I want to see the new Johnny Depp movie Secret Window. It didn’t do well according to rottentomatoes.com, but Ebert gave it three stars. I have a soft spot for Depp. And it’s based on a Stephen King novella. But what novella? What collection is it from? I thought I was familiar with all of King’s stuff, but this doesn’t ring a bell. I’m sure someone can help me out here. Also, have you seen the movie? Would you recommend it? Since I haven’t seen it yet (nor have lots of other people, since it just opened Friday), please box any spoilers.
Thanks!
The novella is the second piece in “Four Past Midnight.”
I saw it Friday afternoon and enjoyed it, but I was familiar with the book and knew what was coming. Certain elements that I thought would be essential to telling the story well were glossed over in the movie, so the Big Twist might come right out of nowhere and seem kind of random to someone who hadn’t read the book. But I liked it, and my friend who hadn’t read the story seemed to follow just fine.
I’ve got a soft spot (a BIG one) for Johnny, too. If you’re All About the Depp, this is your movie.
I saw it yesterday, unfortunately there was a teenie bopper birthday party at the cinema. That was distracting. If you are a big Johnny Depp fan go, however the story was a so so yarn, I found predictable.

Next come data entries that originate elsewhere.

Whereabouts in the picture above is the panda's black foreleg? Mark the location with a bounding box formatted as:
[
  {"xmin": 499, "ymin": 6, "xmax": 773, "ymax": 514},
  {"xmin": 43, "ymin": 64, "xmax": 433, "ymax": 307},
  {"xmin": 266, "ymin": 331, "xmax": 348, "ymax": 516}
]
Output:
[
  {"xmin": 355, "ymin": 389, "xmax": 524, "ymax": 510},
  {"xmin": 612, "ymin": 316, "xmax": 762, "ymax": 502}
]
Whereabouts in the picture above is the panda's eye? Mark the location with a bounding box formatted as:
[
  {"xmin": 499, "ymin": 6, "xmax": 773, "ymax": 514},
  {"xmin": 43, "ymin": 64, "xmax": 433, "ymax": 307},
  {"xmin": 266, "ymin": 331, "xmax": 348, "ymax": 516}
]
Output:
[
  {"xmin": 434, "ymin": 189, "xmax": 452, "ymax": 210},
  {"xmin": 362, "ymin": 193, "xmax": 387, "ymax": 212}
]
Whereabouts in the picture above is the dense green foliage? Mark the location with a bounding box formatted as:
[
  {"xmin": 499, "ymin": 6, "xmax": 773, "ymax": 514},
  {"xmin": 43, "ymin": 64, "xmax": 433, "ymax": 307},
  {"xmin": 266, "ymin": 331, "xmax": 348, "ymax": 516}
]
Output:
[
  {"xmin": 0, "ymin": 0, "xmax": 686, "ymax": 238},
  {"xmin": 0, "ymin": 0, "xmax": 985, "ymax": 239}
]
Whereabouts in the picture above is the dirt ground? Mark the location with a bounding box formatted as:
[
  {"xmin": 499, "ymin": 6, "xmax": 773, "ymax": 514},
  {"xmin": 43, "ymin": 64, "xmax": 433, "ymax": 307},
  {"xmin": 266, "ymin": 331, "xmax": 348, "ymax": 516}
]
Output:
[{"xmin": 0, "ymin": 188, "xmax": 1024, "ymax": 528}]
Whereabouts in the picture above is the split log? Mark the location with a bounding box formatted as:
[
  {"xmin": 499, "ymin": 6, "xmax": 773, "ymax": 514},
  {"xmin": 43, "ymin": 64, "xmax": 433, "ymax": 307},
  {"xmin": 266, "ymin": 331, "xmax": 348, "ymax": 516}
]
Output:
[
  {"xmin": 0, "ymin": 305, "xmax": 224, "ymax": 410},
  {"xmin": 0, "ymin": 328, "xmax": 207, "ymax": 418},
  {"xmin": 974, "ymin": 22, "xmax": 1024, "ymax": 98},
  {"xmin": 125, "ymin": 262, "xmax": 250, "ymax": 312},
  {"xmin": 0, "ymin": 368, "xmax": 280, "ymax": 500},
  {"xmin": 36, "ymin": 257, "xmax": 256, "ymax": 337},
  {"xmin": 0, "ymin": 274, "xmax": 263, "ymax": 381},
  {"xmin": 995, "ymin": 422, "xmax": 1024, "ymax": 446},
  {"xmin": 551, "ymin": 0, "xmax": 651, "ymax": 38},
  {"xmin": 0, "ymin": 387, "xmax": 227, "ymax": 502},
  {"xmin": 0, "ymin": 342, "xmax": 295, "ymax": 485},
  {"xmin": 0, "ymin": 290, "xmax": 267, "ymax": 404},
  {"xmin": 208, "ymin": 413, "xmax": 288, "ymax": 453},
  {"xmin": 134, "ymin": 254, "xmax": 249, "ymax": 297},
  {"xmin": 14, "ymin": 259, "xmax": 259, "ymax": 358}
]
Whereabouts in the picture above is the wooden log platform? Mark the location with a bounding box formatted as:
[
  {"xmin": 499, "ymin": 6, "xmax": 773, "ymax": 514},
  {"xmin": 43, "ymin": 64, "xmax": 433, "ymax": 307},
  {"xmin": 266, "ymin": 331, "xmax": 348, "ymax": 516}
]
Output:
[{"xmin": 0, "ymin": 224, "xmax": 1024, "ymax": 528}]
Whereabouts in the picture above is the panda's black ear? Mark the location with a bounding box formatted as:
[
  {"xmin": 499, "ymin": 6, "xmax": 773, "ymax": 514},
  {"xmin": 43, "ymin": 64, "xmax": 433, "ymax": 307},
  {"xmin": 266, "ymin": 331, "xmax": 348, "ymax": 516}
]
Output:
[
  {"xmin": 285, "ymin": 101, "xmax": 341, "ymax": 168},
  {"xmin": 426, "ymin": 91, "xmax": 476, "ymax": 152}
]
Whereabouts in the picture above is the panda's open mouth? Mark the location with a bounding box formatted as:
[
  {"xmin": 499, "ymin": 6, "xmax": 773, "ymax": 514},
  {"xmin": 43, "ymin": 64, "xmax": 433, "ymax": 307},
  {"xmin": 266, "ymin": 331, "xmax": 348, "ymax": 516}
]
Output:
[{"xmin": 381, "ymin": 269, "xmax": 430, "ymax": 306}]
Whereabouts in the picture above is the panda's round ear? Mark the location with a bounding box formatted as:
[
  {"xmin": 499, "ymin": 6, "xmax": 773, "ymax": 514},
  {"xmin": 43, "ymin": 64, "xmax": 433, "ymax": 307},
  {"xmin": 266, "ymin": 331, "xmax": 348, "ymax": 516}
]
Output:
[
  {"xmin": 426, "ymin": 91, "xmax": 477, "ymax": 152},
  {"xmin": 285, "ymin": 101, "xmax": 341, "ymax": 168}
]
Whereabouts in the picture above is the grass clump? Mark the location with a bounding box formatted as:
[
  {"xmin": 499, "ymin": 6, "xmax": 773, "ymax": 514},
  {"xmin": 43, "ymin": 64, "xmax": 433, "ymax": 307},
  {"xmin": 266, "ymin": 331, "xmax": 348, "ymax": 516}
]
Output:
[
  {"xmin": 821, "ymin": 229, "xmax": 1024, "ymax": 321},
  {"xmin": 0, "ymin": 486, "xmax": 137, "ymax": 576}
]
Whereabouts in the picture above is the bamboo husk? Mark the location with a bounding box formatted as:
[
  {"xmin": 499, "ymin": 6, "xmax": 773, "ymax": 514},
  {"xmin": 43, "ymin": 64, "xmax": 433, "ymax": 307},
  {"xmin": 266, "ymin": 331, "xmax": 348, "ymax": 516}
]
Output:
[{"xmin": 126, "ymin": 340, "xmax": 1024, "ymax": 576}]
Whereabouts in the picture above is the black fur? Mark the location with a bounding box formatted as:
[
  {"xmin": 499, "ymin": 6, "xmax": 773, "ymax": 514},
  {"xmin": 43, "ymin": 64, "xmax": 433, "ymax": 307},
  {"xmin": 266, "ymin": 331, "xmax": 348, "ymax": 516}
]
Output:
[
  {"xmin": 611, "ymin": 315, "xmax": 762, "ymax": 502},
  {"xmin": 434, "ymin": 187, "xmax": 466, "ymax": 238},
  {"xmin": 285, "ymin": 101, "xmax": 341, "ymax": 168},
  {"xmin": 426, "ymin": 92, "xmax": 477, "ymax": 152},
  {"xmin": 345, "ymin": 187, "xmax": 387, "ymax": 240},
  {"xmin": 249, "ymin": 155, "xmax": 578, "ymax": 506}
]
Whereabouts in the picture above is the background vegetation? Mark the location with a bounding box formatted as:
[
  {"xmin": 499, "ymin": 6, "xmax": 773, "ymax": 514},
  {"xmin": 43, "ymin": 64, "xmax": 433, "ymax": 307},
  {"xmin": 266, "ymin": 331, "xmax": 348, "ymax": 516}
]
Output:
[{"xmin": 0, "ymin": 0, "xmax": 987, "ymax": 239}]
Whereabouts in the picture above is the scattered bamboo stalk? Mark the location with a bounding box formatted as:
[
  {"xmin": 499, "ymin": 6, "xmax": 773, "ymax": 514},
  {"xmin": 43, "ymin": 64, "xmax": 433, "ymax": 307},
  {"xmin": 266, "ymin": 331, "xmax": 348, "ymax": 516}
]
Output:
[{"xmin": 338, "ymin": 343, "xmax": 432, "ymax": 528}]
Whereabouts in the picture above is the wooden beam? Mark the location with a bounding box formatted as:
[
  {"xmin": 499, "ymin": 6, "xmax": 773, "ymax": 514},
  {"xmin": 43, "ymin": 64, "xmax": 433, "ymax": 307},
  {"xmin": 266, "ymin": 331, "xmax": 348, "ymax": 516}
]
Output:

C+
I just saw it today.
I hadn’t read the story, and held out hope until the end that there had been some sort of misdirection going on and that we’d be thrown an interesting twist.
Nope. Twenty minutes in, everything was perfectly obvious, including the ending.
With the plagiarism theme, I couldn’t tell if the numerous distinctive details from other sources (such as the cashier offering the protagonist a signature brand of cigarettes, a la The Tenant,) were intended as irony or what, and all the autocannibalism sure didn’t help with that. (Especially the part lifted directly from The Shining.)
Bleah.
I really liked the very end, not The Big Twist, but the very end.
The rest of the movie is alright, Depp and the character of John Shooter are a riot. But as others have said, the rest is ho hum.
I just have one question about Depp’s character that the TV ads don’t make clear:
Does he want to know what he’s dealing with here?